By Will GrayMay 19, 2018, 10:55 pm

DALLAS – With the final round of the AT&T Byron Nelson likely to take on a match-play feel, Marc Leishman likes his chances to close out another win – even if his opponent makes him feel a little old.

Leishman, 34, shares the lead at Trinity Forest Golf Club with 21-year-old Aaron Wise, who was the youngest player to make the cut at the tournament’s new venue. The two men will start the final round at 17 under, four shots clear of their next-closest pursuers.

Leishman played the third round alongside Wise and Brian Gay, and he originally didn’t realize just how fresh-faced his fellow co-leader is.

Full-field scores from the AT&T Byron Nelson

AT&T Byron Nelson: Articles, photos and videos

“He’s a solid player for, I heard this morning he’s only 21. I didn’t realize that,” Leishman said. “I guess I was in high school before he was born, so that’s – I don’t know. You hear guys talk about that all the time but I’ve never said that, I think. Yeah, he’s a good player.”

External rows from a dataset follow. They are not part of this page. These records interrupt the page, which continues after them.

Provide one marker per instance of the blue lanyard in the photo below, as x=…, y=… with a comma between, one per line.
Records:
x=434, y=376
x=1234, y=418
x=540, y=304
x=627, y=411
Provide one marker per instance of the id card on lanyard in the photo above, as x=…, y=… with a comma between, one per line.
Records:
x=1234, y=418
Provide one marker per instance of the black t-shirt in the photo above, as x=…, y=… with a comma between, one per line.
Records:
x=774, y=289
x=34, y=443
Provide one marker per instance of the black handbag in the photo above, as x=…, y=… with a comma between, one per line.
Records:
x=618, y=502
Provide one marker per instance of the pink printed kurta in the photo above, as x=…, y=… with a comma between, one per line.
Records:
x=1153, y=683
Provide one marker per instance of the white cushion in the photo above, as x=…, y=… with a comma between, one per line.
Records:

Wise won the 2016 NCAA individual title while at Oregon, and he opted to turn pro after his sophomore season. While he could have been capping his senior season with a return to the NCAAs next week, Wise is pleased with the career choice and remains eager for a chance to close out his first career PGA Tour win against a seasoned veteran.

“I feel like I’m in a great spot for tomorrow,” Wise said. “I feel like I’m getting some great experience for a kid this young. It’s only going to serve me well down the road.”